COVID-19 in Egypt: Riding out the storm

The current coronavirus disease (COVID-19) pandemic is affecting people and communities around the world, including Egypt. This new reality has had a huge impact on everyone’s life and led to major disruptions to essential services and work.
Article 18 May 2020 Egypt

The ICRC, as an institution, has been working to adapt to a constantly changing reality to ensure the continuity of its humanitarian work, which becomes even more essential during the current crisis, and to respond to the needs of the most vulnerable people affected by armed conflict and other situations of violence.

The ICRC’s Cairo delegation is adapting its existing activities to the new COVID-19 reality, factoring the pandemic into all its programming and ensuring the continuation of its vital activities that serve the most vulnerable populations.

The delegation has remained operational throughout, making sure that adequate precautions for both the delegation and staff are being taken.

The ICRC in Cairo has ensured that it continues providing its Restoring Family Links (RFL) services by phone and e-mail to the best extent possible and is offering to transmit ‘Safe and Well’ messages for the usual beneficiaries of its international phone call service on their behalf, to ensure that they maintain contact with their families abroad.

The delegation is also re-contacting families of missing persons, migrants and Egyptians alike, to ensure that they can reach out to key service-providers and that they are aware of the basic hygiene and prevention measures to better protect themselves and others, and what to do in case they feel unwell as per the guidance of Egypt’s Ministry of Health and the World Health Organization (WHO).

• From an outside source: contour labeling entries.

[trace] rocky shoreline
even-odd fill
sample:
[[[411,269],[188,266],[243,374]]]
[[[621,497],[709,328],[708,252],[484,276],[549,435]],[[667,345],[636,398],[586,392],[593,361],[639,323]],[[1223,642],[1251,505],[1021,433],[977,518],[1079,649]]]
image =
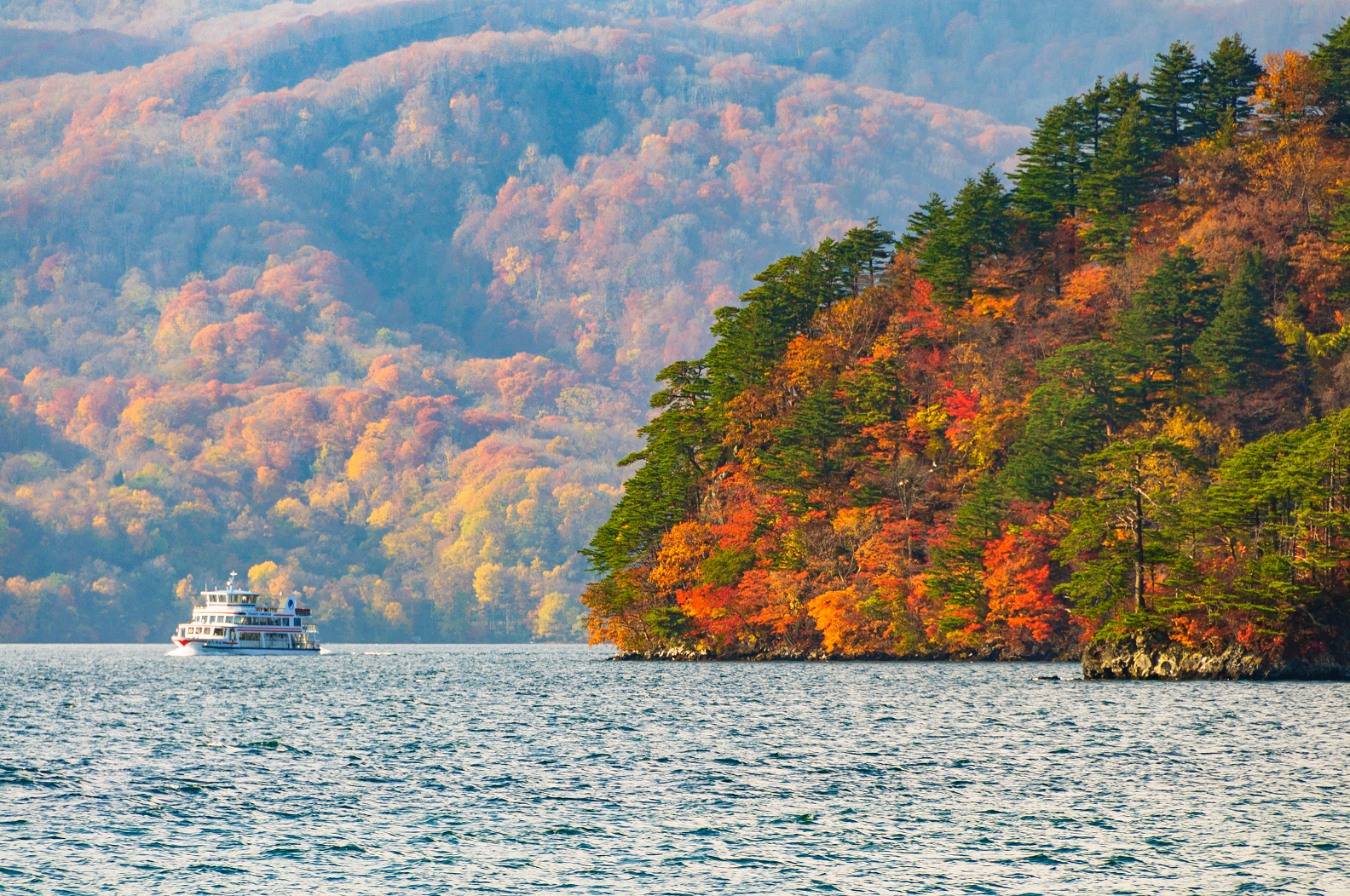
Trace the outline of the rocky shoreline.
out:
[[[656,663],[1073,663],[1079,653],[1071,654],[1008,654],[1000,649],[964,650],[953,653],[850,653],[840,656],[825,650],[774,649],[760,652],[714,652],[697,648],[667,648],[663,650],[620,652],[610,661],[656,661]]]
[[[1350,660],[1330,652],[1308,657],[1272,660],[1241,646],[1222,653],[1196,650],[1161,633],[1123,634],[1088,644],[1079,654],[1010,656],[1003,650],[933,654],[859,653],[838,656],[825,650],[774,649],[763,652],[714,652],[697,648],[666,648],[621,652],[612,661],[645,663],[1045,663],[1081,660],[1089,681],[1336,681],[1350,680]]]
[[[1083,650],[1083,677],[1094,681],[1336,681],[1350,680],[1350,660],[1330,652],[1272,660],[1241,646],[1196,650],[1157,633],[1092,641]]]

The ICRC in Cairo has ensured that it continues providing its RFL services by phone and e-mail

Through cooperation with another organization, the ICRC continues to support unaccompanied minors and youth from refugee communities through the monthly provision of food and hygiene parcels, ensuring that the distributions are conducted safely to protect both the beneficiaries and staff.

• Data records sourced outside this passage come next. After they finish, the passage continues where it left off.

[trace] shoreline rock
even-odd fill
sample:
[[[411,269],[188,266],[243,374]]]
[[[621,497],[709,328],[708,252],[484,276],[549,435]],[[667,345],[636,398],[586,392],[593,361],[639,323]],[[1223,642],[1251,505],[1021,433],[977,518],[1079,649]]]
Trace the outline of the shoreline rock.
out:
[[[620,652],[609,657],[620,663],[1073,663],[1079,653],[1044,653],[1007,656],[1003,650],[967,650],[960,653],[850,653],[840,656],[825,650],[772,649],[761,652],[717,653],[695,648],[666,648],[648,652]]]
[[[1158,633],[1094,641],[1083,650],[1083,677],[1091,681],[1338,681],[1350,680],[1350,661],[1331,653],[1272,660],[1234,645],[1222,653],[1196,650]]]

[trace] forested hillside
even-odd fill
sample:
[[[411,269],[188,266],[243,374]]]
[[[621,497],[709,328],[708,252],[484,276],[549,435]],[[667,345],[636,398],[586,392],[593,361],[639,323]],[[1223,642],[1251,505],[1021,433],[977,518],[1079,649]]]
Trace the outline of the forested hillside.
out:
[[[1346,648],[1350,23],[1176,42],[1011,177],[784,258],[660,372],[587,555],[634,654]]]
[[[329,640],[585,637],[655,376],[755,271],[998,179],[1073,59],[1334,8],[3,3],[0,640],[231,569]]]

The RFL is a programme through which the ICRC and the national societies around the world work together to locate people, exchange messages, reunite families, and clarify the fate of missing persons. The ICRC is also adapting its existing assistance distributions to vulnerable populations via its partners to ensure that the contents of the assistance are adapted to include additional hygienic items for prevention purposes.

To effectively respond to the evolving situation, the ICRC is in close contact with its partner in the Red Cross and Red Crescent Movement, the Egyptian Red Crescent (ERC), to provide support, advice, and training to staff and volunteers in light of the ERC’s important role in the national response to COVID-19.

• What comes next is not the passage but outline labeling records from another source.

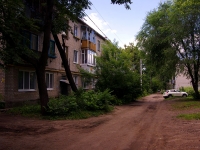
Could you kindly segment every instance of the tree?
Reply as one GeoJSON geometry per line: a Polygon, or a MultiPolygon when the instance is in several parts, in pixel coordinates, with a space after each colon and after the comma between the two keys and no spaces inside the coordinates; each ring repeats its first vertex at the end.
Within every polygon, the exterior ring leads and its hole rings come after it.
{"type": "Polygon", "coordinates": [[[144,51],[143,62],[146,67],[145,73],[150,77],[150,85],[153,77],[157,77],[166,85],[166,82],[175,76],[176,52],[166,38],[170,35],[166,13],[169,7],[169,3],[164,3],[160,4],[157,10],[149,12],[137,35],[138,46],[144,51]]]}
{"type": "Polygon", "coordinates": [[[118,48],[117,43],[107,42],[102,55],[97,57],[97,89],[110,89],[112,94],[124,102],[131,101],[141,94],[140,76],[133,71],[130,53],[118,48]]]}
{"type": "Polygon", "coordinates": [[[180,58],[177,68],[191,79],[195,96],[199,99],[200,1],[175,1],[169,17],[171,45],[180,58]]]}
{"type": "MultiPolygon", "coordinates": [[[[112,3],[124,3],[127,8],[128,4],[131,4],[130,0],[115,0],[112,3]]],[[[7,64],[22,63],[25,61],[35,67],[43,114],[45,114],[45,110],[48,108],[47,103],[49,101],[45,84],[45,66],[48,59],[51,32],[56,35],[66,29],[70,30],[67,20],[75,21],[77,18],[83,17],[85,15],[84,10],[88,9],[90,5],[89,0],[0,1],[0,41],[2,45],[0,57],[2,66],[5,67],[7,64]],[[38,8],[37,5],[41,7],[38,8]],[[34,15],[27,16],[27,10],[31,15],[32,13],[34,15]],[[41,54],[35,54],[35,52],[29,50],[26,44],[22,44],[24,40],[26,43],[30,42],[28,39],[25,39],[22,29],[38,30],[44,33],[41,54]]],[[[60,47],[58,42],[56,44],[60,47]]],[[[60,54],[61,56],[63,55],[62,53],[60,54]]],[[[68,67],[68,65],[64,66],[68,67]]],[[[69,72],[69,69],[65,68],[65,70],[69,72]]],[[[68,72],[66,71],[66,73],[68,72]]],[[[73,84],[73,81],[71,83],[73,84]]]]}
{"type": "Polygon", "coordinates": [[[159,73],[183,73],[191,79],[196,98],[199,73],[200,2],[177,0],[150,12],[138,34],[147,61],[159,73]],[[161,65],[160,65],[161,64],[161,65]]]}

The ICRC has also donated essential items to the Egyptian Ambulance Organization (EAO) for the treatment of over 200 patients suffering from trauma and infections, with the oversight and approval of the Ministry of Health. Part of this stock will go to EAO branches and hospitals in North Sinai, and other materials have been delivered to paramedics and hospitals in Cairo.

The ICRC is an impartial, neutral, and independent organization whose mission is to protect the lives and dignity of victims of armed conflict and other situations of violence and to provide them with assistance. The ICRC is present in more than 90 countries around the world, including Egypt, where it has been working for over 100 years.

The ICRC, in cooperation with its Movement partner the ERC, has carried out four assistance distributions to thousands of households in North Sinai, to alleviate the consequences for the families affected by the events in North Sinai. The fourth distribution was completed in March, distributing 469 tons of food aid, 14 tons of hygiene kits, as well as floor mats to 7,000 households in North Sinai.